Medical hybridities also proliferated across West Africa and into the Atlantic world. In 1657, Ambassador Bans of the Kingdom of Arda travelled to Cartagena de Indias in part to obtain Spanish medical expertise. In the early eighteenth century, the director-general of Cape Coast Castle preferred the protective fetishes made by his multiracial partner over the advice of English surgeons. Dutch and Danish officers on the Gold Coast learned medicine from their marriages with Akan women. Others, such as Hans Christian Monrad, paid nearby healers to acquire medical secrets involving indigenous herbs and roots.

Atlantic Africa played a further role in the facilitation of global medical exchanges between Europe, Africa, the Americas and Asia. Kananoja discusses the career of a Malaccan healer in early seventeenth-century Bañun who later traveled to Angola. Buitrago collected Asian medicines including Maldivian coconuts, tobacco from São Domingos and ‘Root of thousand men’ from Bahia. European naturalists, especially those sent by Carl Linnaeus and Joseph Banks, relied on the skill and labor of Temne-speaking collectors like Amarah, Peter and Duffa, whose botanical collections made up the bulk of plant shipments sent from Sierra Leone to Sweden and England. Slavers likewise contributed to eighteenth-century botany, including Betsy Heard, a multiracial Susu-speaker in Freetown who instructed Europeans such as Adam Afzelius and Thomas Winterbottom in medicinal plants. Numerous plant specimens later appeared in European herbaria with their autochthonous names, such as a plant Kru-speakers termed ‘Sassara Winghee’ (111).

Academic, ecclesiastic and popular healing converged in urban spaces around Benguela and Luanda. Building on David Gentilcore’s framework of medical pluralism, Kananoja demonstrates how disparate kinds of healers interacted and competed for authority in city infirmaries, markets and other public spaces. Patients turned to Portuguese hospitals and African barber surgeons for bloodletting, or to obtain drugs like cinchona bark, opium and Água de Inglaterra from druggists.
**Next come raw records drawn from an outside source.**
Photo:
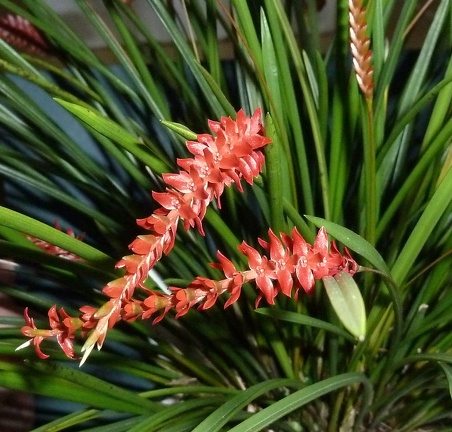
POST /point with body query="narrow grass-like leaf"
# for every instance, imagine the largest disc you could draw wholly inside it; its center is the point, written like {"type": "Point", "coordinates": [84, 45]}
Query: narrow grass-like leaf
{"type": "Point", "coordinates": [28, 225]}
{"type": "Point", "coordinates": [227, 411]}
{"type": "Point", "coordinates": [289, 404]}
{"type": "Point", "coordinates": [115, 132]}
{"type": "Point", "coordinates": [305, 320]}
{"type": "Point", "coordinates": [439, 202]}
{"type": "Point", "coordinates": [448, 372]}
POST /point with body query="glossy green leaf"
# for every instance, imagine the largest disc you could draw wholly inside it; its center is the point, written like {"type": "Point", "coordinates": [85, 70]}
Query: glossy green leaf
{"type": "Point", "coordinates": [220, 417]}
{"type": "Point", "coordinates": [180, 129]}
{"type": "Point", "coordinates": [291, 403]}
{"type": "Point", "coordinates": [448, 372]}
{"type": "Point", "coordinates": [303, 320]}
{"type": "Point", "coordinates": [25, 224]}
{"type": "Point", "coordinates": [115, 132]}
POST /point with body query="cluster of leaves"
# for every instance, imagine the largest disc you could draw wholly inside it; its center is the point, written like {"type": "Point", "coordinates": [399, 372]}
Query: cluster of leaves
{"type": "Point", "coordinates": [378, 164]}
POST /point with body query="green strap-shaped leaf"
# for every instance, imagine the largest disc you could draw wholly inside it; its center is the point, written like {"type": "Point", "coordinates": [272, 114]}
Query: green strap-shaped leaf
{"type": "Point", "coordinates": [303, 320]}
{"type": "Point", "coordinates": [115, 132]}
{"type": "Point", "coordinates": [289, 404]}
{"type": "Point", "coordinates": [448, 372]}
{"type": "Point", "coordinates": [227, 411]}
{"type": "Point", "coordinates": [27, 225]}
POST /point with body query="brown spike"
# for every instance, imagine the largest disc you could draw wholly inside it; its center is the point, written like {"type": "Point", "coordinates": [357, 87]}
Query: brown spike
{"type": "Point", "coordinates": [22, 35]}
{"type": "Point", "coordinates": [360, 47]}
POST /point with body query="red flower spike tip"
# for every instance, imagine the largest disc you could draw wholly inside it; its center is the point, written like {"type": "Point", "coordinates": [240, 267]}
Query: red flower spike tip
{"type": "Point", "coordinates": [289, 263]}
{"type": "Point", "coordinates": [230, 154]}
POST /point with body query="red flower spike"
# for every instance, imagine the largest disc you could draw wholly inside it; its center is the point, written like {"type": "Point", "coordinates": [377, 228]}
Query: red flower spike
{"type": "Point", "coordinates": [219, 160]}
Atlantic Africa entered into global histories of health in the early modern period as writers like Leonhard Ludwig Finke assembled new medical geographies. European and African health concepts were not incommensurable, as ideas such as a hot/cold binary, bodily humors and imbalances, and the power of spiritual forces existed in both medical cultures. Ideas about mental illness further linked Europe and Africa as diagnoses of banzar – the psychological affliction of longing for home, derived from the Kimbundu word banza – emerged from the dungeons of the Atlantic slave trade and middle passage voyages during which many enslaved people suffered intense depression and committed suicide.

Healing Knowledge in Atlantic Africa pushes historians of medicine to consider Atlantic Africa as a dynamic intellectual zone within the early modern globe. Franciso Buitrago’s list of herbal remedies from Arvore da vida is included as an appendix, and is a valuable text for appreciating the commingling of medical traditions in early eighteenth-century Angola. Kananoja’s discussion of individuals like Peter, Duffa and Betsy Heard provides an opportunity for scholars to consider the Atlantic African foundations of early modern science. Kananoja’s narrative engages a considerable archive of manuscript and printed materials, as well as material culture. One wonders to what extent their primarily textual research might link up to investigations into the colonialist histories of institutional repositories like academic herbaria, gardens and seed vaults. Kananoja’s book is a valuable addition to early modern histories of Atlantic African medicine, and will be of particular interest to scholars of West and West Central Africa, Atlantic history and global histories of scientific exchange.